Sonntag, 29. November 2015


Selbstgestrickt“

Stricken ist wieder „in“. Zwei links, zwei rechts, Masche für Masche entsteht so ein Unikat und bringt dem Träger Freude und Bewunderung. Stricken ist mehr als bloß ein Zeitvertreib oder eine Erwerbstätigkeit, Stricken ist inzwischen ein angesagter  Event für Frau und Mann. In den frühen 80iger Jahren konnten wir die „grünen“ Abgeordneten im Bundestag häufig mit Nadeln und Wollknäuel sehen. Nun ist es wieder schick, die Nadeln zu kreuzen, aber nicht nur um Mützen, Schals und Pullover zu stricken, sonder die „Strickrebellen“ von heute verschönern mit ihren Strick-kunstwerken: Straßenlaternen, Brücken-geländer, Denkmale und sogar Bäume. Im Internet findet man ihre Bilder von den Kunstwerken aber auch von bunten, selbstgestrickten Socken und bei ebay jede Menge Wollsachen im Angebot. 

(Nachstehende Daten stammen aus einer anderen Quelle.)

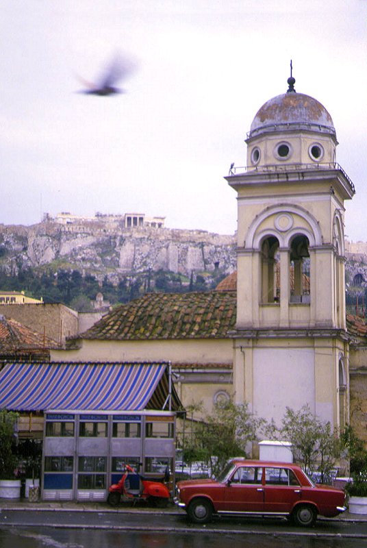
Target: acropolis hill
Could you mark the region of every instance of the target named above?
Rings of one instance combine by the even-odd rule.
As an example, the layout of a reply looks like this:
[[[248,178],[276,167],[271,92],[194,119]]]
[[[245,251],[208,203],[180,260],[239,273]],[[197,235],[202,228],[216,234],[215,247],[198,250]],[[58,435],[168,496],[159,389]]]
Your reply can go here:
[[[31,226],[0,225],[0,268],[75,269],[99,279],[151,269],[190,276],[236,269],[236,237],[164,227],[164,217],[124,214],[82,217],[70,213]]]
[[[111,282],[151,269],[190,276],[192,271],[236,270],[236,236],[164,227],[164,217],[144,214],[60,213],[36,225],[0,225],[0,268],[75,269]],[[367,280],[367,242],[346,242],[349,281]]]

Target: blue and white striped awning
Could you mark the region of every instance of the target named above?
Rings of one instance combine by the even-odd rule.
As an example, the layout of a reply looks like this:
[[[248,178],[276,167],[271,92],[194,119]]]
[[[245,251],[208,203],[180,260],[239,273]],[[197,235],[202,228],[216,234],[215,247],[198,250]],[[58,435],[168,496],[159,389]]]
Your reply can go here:
[[[166,369],[162,363],[8,363],[0,371],[0,409],[151,408],[152,398],[157,404],[168,396]]]

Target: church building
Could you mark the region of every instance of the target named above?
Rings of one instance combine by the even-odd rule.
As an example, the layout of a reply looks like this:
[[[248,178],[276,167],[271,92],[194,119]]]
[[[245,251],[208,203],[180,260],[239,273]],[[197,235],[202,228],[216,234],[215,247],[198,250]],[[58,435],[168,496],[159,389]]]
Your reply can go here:
[[[258,110],[247,166],[227,180],[238,194],[235,399],[279,424],[308,404],[335,427],[348,421],[349,338],[344,202],[353,184],[336,162],[326,108],[296,92]]]
[[[288,84],[255,116],[246,166],[226,177],[238,196],[236,276],[216,291],[121,305],[53,360],[169,361],[184,406],[201,401],[204,414],[231,397],[278,425],[305,404],[333,427],[349,421],[344,216],[355,189],[330,114]]]

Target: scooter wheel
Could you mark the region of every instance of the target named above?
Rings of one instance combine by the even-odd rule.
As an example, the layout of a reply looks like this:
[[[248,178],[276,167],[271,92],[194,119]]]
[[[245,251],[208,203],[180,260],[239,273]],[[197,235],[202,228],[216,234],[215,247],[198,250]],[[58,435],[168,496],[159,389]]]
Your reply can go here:
[[[151,500],[157,508],[166,508],[168,505],[168,499],[164,497],[152,497]]]
[[[121,495],[119,493],[109,493],[107,501],[111,506],[117,506],[121,498]]]

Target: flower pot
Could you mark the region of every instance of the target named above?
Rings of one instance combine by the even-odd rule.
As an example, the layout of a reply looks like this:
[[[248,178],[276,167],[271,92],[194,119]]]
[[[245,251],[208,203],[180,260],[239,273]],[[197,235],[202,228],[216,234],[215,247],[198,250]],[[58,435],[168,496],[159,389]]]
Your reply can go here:
[[[37,502],[40,498],[40,488],[34,485],[29,486],[28,500],[29,502]]]
[[[27,478],[25,480],[25,497],[26,499],[28,499],[29,496],[29,488],[30,487],[39,487],[40,486],[40,480],[32,480],[31,478]]]
[[[20,499],[20,480],[0,480],[0,499]]]
[[[350,497],[349,504],[350,514],[367,514],[367,497]]]

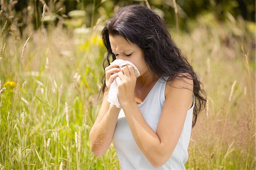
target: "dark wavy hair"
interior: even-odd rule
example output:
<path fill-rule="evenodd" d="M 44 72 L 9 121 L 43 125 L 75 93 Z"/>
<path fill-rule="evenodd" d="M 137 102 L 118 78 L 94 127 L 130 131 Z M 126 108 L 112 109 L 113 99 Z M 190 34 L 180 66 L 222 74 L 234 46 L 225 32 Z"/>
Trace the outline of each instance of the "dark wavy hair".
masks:
<path fill-rule="evenodd" d="M 205 108 L 206 93 L 192 66 L 172 40 L 164 22 L 159 16 L 139 5 L 128 5 L 119 9 L 102 31 L 103 43 L 108 50 L 103 63 L 104 69 L 111 61 L 115 60 L 111 49 L 109 35 L 121 35 L 138 45 L 144 52 L 146 63 L 150 70 L 160 76 L 169 76 L 166 81 L 177 77 L 193 79 L 196 99 L 193 127 L 198 114 Z M 188 77 L 184 73 L 189 73 L 191 77 Z M 102 82 L 101 92 L 104 93 L 106 88 L 105 75 Z"/>

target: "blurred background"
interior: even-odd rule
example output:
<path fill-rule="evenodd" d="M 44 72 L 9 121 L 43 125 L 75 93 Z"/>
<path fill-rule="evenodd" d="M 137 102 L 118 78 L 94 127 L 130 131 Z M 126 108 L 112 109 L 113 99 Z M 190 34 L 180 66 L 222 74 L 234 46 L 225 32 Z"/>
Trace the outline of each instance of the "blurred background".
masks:
<path fill-rule="evenodd" d="M 164 20 L 207 93 L 188 169 L 255 169 L 253 0 L 1 0 L 0 169 L 119 169 L 88 134 L 101 104 L 101 31 L 120 7 Z"/>

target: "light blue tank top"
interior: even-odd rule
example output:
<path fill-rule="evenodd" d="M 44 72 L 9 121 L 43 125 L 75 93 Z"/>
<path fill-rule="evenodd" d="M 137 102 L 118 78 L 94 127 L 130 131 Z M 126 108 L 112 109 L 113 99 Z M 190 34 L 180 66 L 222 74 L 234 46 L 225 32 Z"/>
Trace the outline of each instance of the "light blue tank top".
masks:
<path fill-rule="evenodd" d="M 164 91 L 166 82 L 160 78 L 147 94 L 143 102 L 138 105 L 147 123 L 156 132 L 162 109 L 165 102 Z M 188 110 L 187 117 L 181 135 L 172 155 L 165 164 L 158 168 L 151 165 L 136 144 L 123 110 L 119 114 L 113 142 L 119 158 L 121 169 L 185 169 L 184 164 L 188 160 L 188 148 L 195 106 Z"/>

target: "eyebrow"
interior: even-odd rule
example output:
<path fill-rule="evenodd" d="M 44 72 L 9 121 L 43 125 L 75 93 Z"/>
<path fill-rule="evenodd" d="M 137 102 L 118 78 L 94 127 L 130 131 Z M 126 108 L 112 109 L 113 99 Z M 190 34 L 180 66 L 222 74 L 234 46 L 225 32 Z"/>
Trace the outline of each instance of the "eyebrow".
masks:
<path fill-rule="evenodd" d="M 131 50 L 126 50 L 126 51 L 121 51 L 119 52 L 115 52 L 115 51 L 112 50 L 112 52 L 114 53 L 130 53 Z"/>

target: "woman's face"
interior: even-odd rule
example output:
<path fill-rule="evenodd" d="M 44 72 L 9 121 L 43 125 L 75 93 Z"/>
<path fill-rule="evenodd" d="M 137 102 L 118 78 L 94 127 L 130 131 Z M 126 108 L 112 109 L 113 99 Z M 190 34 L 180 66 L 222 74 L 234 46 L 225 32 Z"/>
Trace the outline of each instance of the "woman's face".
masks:
<path fill-rule="evenodd" d="M 144 53 L 137 45 L 127 40 L 120 35 L 109 35 L 111 49 L 116 59 L 133 63 L 142 75 L 148 71 L 144 59 Z"/>

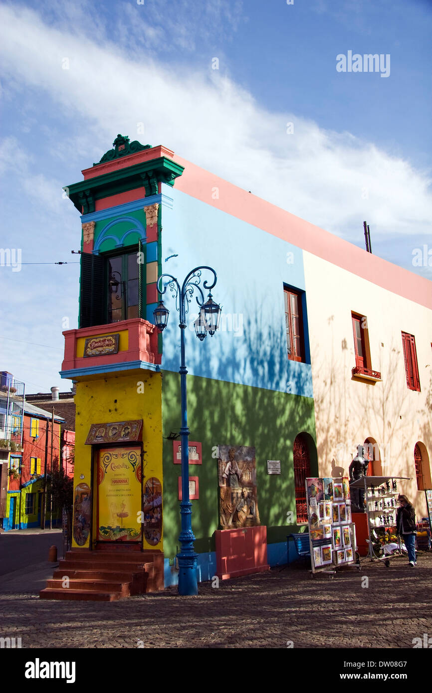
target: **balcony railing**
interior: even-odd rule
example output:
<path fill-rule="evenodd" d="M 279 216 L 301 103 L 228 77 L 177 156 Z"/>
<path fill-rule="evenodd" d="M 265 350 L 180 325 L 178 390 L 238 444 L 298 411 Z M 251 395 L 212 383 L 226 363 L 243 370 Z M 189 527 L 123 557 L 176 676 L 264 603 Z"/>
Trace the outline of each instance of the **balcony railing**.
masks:
<path fill-rule="evenodd" d="M 372 369 L 363 368 L 363 366 L 355 366 L 351 372 L 353 376 L 358 376 L 359 378 L 364 378 L 368 380 L 381 380 L 381 379 L 379 371 L 372 371 Z"/>
<path fill-rule="evenodd" d="M 142 363 L 150 367 L 160 363 L 156 328 L 141 318 L 68 330 L 63 334 L 64 377 L 71 371 L 103 372 L 105 367 L 107 371 L 121 370 L 122 364 L 129 369 L 134 365 L 142 367 Z"/>

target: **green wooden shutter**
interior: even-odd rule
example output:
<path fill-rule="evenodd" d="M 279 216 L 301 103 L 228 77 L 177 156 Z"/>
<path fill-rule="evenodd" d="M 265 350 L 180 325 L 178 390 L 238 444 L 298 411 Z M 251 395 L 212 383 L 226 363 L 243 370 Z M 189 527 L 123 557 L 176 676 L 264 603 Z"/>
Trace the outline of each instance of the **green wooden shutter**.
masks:
<path fill-rule="evenodd" d="M 103 325 L 105 322 L 103 258 L 81 253 L 80 327 Z"/>

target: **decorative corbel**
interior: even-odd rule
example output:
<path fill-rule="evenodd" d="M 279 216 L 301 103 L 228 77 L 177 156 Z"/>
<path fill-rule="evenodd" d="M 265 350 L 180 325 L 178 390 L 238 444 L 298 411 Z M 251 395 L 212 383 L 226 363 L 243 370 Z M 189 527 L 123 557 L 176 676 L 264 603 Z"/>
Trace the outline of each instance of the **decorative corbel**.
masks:
<path fill-rule="evenodd" d="M 94 240 L 94 221 L 87 221 L 81 225 L 83 228 L 83 243 L 93 243 Z"/>
<path fill-rule="evenodd" d="M 148 204 L 146 207 L 144 207 L 144 212 L 146 213 L 146 226 L 150 229 L 153 226 L 153 224 L 157 225 L 158 209 L 158 202 L 155 202 L 154 204 Z"/>

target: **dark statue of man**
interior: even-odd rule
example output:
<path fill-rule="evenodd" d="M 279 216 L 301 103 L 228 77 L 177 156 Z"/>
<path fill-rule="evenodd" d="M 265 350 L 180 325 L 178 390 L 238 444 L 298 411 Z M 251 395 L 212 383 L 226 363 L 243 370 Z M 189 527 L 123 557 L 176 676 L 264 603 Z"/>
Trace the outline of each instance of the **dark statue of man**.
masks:
<path fill-rule="evenodd" d="M 365 449 L 363 445 L 357 446 L 357 454 L 349 465 L 349 481 L 358 481 L 358 479 L 363 479 L 366 475 L 368 464 L 369 460 L 365 459 Z M 352 489 L 351 499 L 353 512 L 365 512 L 364 489 Z"/>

Schöne alte/neue Strick- und Häkelwelt. Da  ist sicher für jeden etwas dabei. Was aber gerade diese Stricksachen ausmacht, ist ihre unangefochtene Originalität in Farbe, Muster und Form. Jeder gestaltet und fertigt sein unverwechselbares Unikat, selbst wenn dazu ein fertiges Strickmuster verwendet wurde, hat es doch die eigene „Note“. So soll es wohl auch sein, wer strickt, möchte  dafür  auch bewundert werden. Wenn auch nicht alle selbstgestrickten Stücke gelingen, macht  ja nicht, sie können wieder aufgeribbelt werden. Dann geht’s von vorne los. Dass die zwei Socken nicht so gleich aussehen, wie sie  eigentlich sollten, ist gar nicht so schlimm, ist  dann eben Ausdruck von Individualität.

Und genau um diese scheint es heutzutage auch in anderen Bereichen des Lebens für immer mehr Menschen zu gehen. Frei nach Pippi Langstrumpf: „Widdewiddewitt und Drei macht Neune! Ich mach mir die Welt widdewiddewitt wie sie mir gefällt…“, machen sich viele Menschen ihre eigene „selbstgestrickte“ Weltanschauung. 

Was einem da auf dem  Markt der Meinungen und Ansichten so alles begegnet, ist oft haarsträubend. Originalität und Individualität werden ganz großgeschrieben, ob es anderen passt oder nicht. Und so wird gestrickt und gehäkelt, was das Zeug hält. Hauptsache bunt und kuschelig, dafür etwas zipfelig und mit einigen Luftmaschen durchsetzt, für die einen und für die anderen eher in einer altertümlichen, strengen Form und dunkler Farbe. Von rot und grün über braun und schwarz bis hin zu den schillernden Regenbogenfarben, ist hier alles vertreten. Jeder aber hält seine Farbe und sein Muster nicht nur für das Schönste, sonder absolut für das einzig Richtige.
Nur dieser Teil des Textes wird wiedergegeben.